Il existe d’autres modalités de mouvement social, comme ce qui se fait au Japon avec la grève de la gratuité. L’avantage de cette méthode, au-delà de la plus grande accessibilité pour les usagers du service public, c’est que 3 jours de grève suffisent généralement à faire céder la hiérarchie ou le gouvernement, puisqu’elle attaque directement au portefeuille des entreprises. Il devient donc très risqué sur le long terme pour les dirigeants de trop rogner sur les revendications des travailleurs.

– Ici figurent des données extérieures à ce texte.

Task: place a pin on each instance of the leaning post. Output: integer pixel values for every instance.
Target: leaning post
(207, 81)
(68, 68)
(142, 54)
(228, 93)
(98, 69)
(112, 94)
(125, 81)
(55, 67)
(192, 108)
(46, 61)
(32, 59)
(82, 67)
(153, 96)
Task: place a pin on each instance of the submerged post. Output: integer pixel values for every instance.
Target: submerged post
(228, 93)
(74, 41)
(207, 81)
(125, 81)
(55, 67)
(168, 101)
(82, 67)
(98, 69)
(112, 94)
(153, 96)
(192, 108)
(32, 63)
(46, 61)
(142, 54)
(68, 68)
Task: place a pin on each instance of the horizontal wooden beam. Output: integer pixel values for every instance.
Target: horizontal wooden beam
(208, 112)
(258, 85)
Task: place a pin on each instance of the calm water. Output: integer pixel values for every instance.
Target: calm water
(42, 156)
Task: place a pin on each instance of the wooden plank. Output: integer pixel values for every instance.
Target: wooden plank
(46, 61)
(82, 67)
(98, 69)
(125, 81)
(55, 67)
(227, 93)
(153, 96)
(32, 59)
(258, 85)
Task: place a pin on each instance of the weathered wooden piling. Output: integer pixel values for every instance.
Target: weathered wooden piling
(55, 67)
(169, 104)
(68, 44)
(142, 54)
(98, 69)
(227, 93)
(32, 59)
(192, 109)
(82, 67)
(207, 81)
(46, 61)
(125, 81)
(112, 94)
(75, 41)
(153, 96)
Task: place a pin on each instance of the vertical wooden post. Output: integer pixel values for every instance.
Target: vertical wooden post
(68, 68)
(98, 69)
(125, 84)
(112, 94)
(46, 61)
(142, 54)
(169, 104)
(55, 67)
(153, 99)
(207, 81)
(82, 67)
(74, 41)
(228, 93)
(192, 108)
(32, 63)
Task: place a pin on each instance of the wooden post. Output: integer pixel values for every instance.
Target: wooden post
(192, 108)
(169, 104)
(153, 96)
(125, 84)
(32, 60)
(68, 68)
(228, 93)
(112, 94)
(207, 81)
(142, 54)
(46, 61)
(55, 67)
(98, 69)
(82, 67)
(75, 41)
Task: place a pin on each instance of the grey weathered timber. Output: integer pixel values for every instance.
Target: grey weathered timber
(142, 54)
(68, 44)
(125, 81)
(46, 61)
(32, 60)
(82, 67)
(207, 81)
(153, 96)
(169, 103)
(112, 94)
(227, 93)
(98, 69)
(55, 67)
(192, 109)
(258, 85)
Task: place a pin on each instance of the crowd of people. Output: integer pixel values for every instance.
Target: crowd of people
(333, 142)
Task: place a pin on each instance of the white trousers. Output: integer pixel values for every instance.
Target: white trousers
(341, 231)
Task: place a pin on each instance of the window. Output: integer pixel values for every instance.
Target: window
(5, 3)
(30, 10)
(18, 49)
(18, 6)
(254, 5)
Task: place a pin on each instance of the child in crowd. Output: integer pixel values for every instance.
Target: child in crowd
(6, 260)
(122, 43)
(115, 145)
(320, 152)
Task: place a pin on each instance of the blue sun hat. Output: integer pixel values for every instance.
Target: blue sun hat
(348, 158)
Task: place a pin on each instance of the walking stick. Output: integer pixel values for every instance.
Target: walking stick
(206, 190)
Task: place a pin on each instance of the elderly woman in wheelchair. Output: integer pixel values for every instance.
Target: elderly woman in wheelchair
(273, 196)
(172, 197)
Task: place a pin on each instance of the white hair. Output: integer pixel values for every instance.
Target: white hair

Des secteurs fortement réglementés peuvent aussi avoir un fort impact en décidant d’appliquer leur libre arbitre protégé par la loi. A tire d’exemple, des pilotes peuvent décider d’annuler leurs vols en estimant que la sécurité n’est pas assurée, d’autres salariés peuvent décider de réduire leur cadence de production voir de ne plus assurer le rendement nécessaire à la rentabilité de l’activité.

Finalement, le bénéfice des grèves et des manifestations est désormais inférieur aux risques pris. Beaucoup de répression, peu de victoires. Il devient urgent de changer de modalités d’action dans les mouvements sociaux, pour une plus grande inclusivité, afin de cesser toute injonction stérile à la fameuse « convergence des luttes ».

Cependant, si l’exemple de la grève de la gratuité a déjà fait ses preuves à l’étranger, la méthode n’est pas sans risque, malgré ses bénéfices. Elle est interdite en France ; donc elle s’apparente à de la désobéissance civile, et il y a une possibilité de poursuite judiciaire et de révocation/licenciement pour faute professionnelle. Pourtant, des syndicalistes et parlementaires de tous bords politiques proposent cette solution comme compromis possible. Nous avons donc deux leviers à actionner ici : la désobéissance civile dans un premier temps pour alerter l’opinion publique, puis les actions de lobbying pour que des modèles de mouvements sociaux plus inclusifs ne soient plus criminalisés.  Dans un premier temps, nous pourrons commencer par des actions n’exposant pas le salarié : se présenter à son poste mais ralentir voire stopper l’activité, refuser toute tâche ne figurant pas sur sa fiche de poste, organiser des actions qui créent de la tension, de la nuisance, voire un blocage de l’activité, et qui frappent directement au portefeuille de l’employeur.